I also like that iTunes 7 can retrieve artwork for songs that are already in your library: just choose Advanced > Get Album Artwork. But there's a big catch: iTunes retrieves artwork for only those songs that Apple sells in the iTunes Store. If your music library is like mine, you're likely to have a lot of generic album covers in your Cover Flow display. There's still a place for third-party artwork utilities or good, old-fashioned Google image searching.

(Tip: You can enlarge the Cover Flow display by dragging the resize area just below the Cover Flow scroll bar. To page through covers, press the arrow keys on your keyboard.)

Beginning with iTunes 7, though, the way cover artwork is stored can differ depending on how and where you got the artwork. The key difference occurs when you retrieve artwork for songs already in your library. Rather than storing the artwork in the music files themselves—which is how iTunes and other music jukebox software have always worked—iTunes 7 stores the art in a separate database.

One complication of this surfaces if you move a song file from one computer to another. When the artwork is embedded in the file—as it still is with purchased music in iTunes 7—the artwork travels along with the file. But with songs whose art you've retrieved using the Get Album Artwork command, the art and the music are two separate beasts: move the song, lose the art.

There's more to this than I've described here, and there are workarounds. The intrepid iTunes investigators over at iLounge have put together an excellent guide.

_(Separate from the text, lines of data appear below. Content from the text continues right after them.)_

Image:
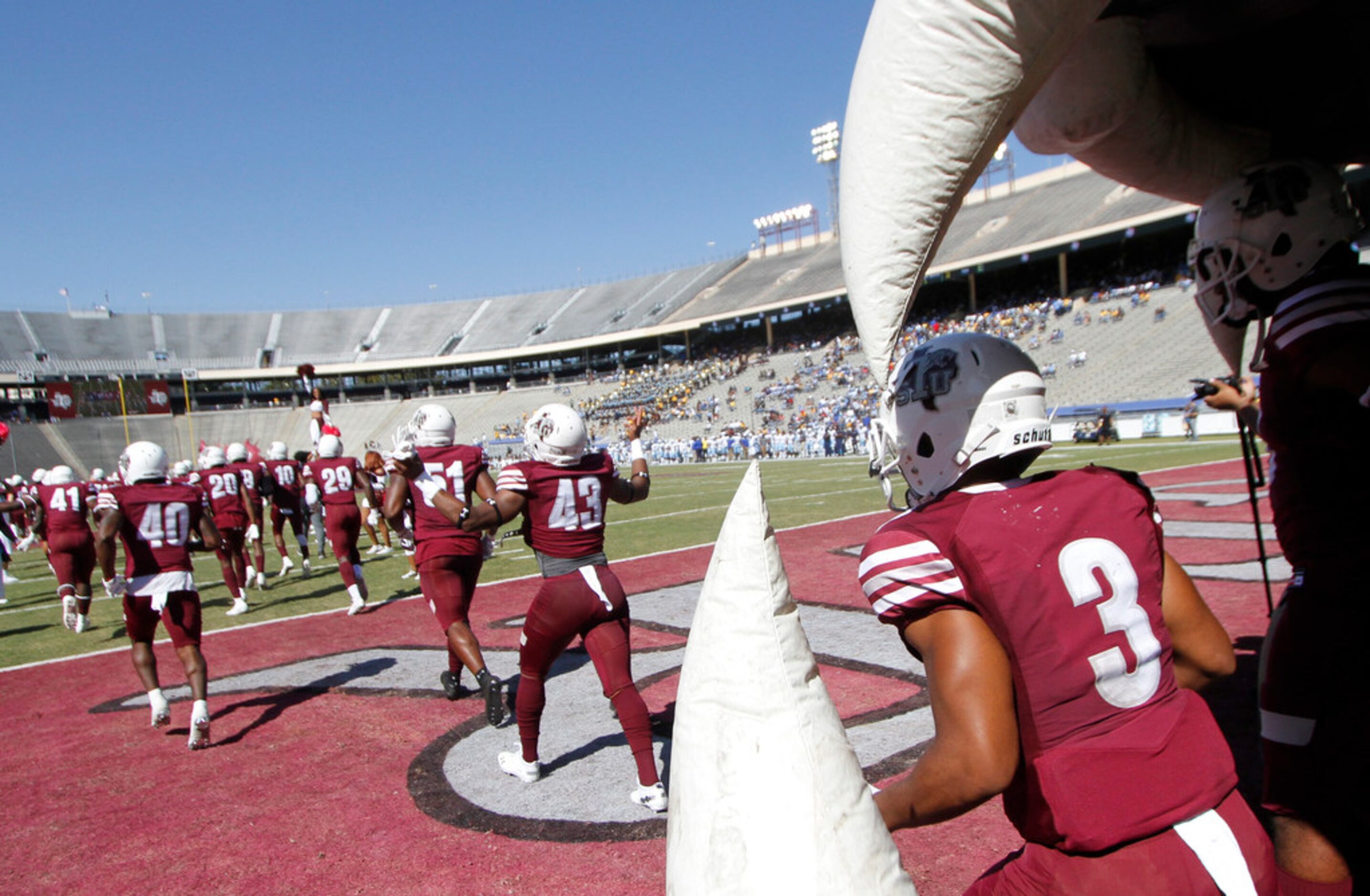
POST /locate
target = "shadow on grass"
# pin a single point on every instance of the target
(277, 703)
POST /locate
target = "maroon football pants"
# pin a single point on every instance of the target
(591, 603)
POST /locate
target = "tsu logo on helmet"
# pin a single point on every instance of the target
(931, 376)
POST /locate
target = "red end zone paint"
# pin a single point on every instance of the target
(307, 790)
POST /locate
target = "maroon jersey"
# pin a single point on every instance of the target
(457, 468)
(1066, 569)
(1317, 435)
(158, 521)
(251, 474)
(288, 479)
(65, 507)
(336, 479)
(222, 487)
(565, 505)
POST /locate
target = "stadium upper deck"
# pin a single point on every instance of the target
(1043, 216)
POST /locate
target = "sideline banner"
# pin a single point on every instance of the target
(157, 396)
(62, 402)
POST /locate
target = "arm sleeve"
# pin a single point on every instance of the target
(906, 577)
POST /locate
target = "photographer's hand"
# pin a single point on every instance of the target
(1229, 398)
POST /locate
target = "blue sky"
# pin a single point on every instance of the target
(285, 155)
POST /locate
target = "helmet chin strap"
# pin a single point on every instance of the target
(965, 454)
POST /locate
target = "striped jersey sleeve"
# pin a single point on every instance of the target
(905, 577)
(511, 480)
(1317, 309)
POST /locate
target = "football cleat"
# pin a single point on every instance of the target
(199, 732)
(161, 711)
(527, 772)
(653, 798)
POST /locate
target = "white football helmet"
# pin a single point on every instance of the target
(954, 403)
(555, 435)
(1270, 225)
(213, 457)
(433, 427)
(143, 462)
(59, 474)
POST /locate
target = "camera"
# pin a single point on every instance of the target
(1203, 388)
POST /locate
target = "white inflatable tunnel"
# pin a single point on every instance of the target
(766, 792)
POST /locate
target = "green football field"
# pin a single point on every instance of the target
(685, 509)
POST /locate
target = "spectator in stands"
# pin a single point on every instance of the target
(1106, 427)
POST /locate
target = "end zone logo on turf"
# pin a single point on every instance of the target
(587, 766)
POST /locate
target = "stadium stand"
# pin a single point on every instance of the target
(764, 281)
(680, 335)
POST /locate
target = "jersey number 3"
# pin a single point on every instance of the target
(1121, 688)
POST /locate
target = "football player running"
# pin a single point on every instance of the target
(288, 505)
(1273, 246)
(255, 483)
(448, 558)
(561, 494)
(337, 479)
(1061, 645)
(62, 514)
(235, 516)
(154, 521)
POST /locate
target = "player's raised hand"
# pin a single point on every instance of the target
(636, 424)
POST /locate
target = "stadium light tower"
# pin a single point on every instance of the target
(827, 140)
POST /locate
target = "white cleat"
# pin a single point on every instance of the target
(161, 713)
(199, 732)
(527, 772)
(653, 798)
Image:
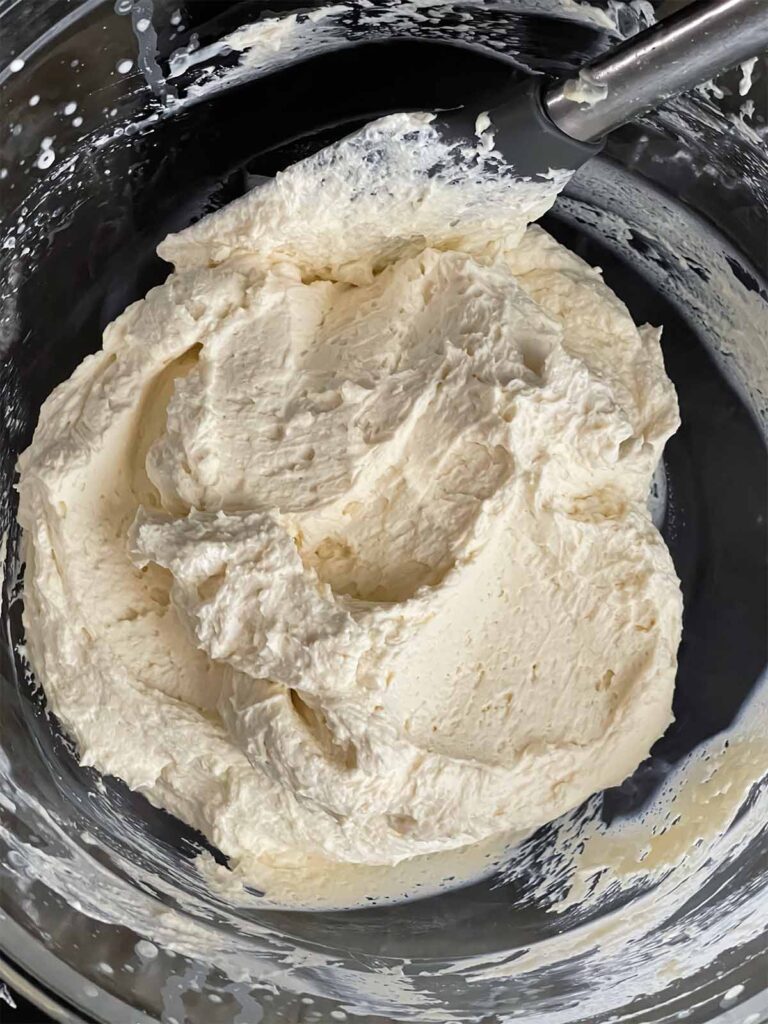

But this change begs the question: Why? Why divorce art and music? Why diverge from standards that have served the digital music scene well for many years now?

My guess: copyright.

Album artwork is protected by copyright, and Apple's legal brigade may have felt that it isn't appropriate for iTunes to be embedding copyrighted artwork in files that may have originated from, shall we say, other sources.

Anyone have any other ideas? Can there be a good technical reason why retrieved artwork isn't embedded in the music files, where it belongs? Better performance might be a reasonable excuse, but CoverFlow seems to work just fine with artwork that's embedded in the file, too.

I am, as Ross Perot once said, all ears.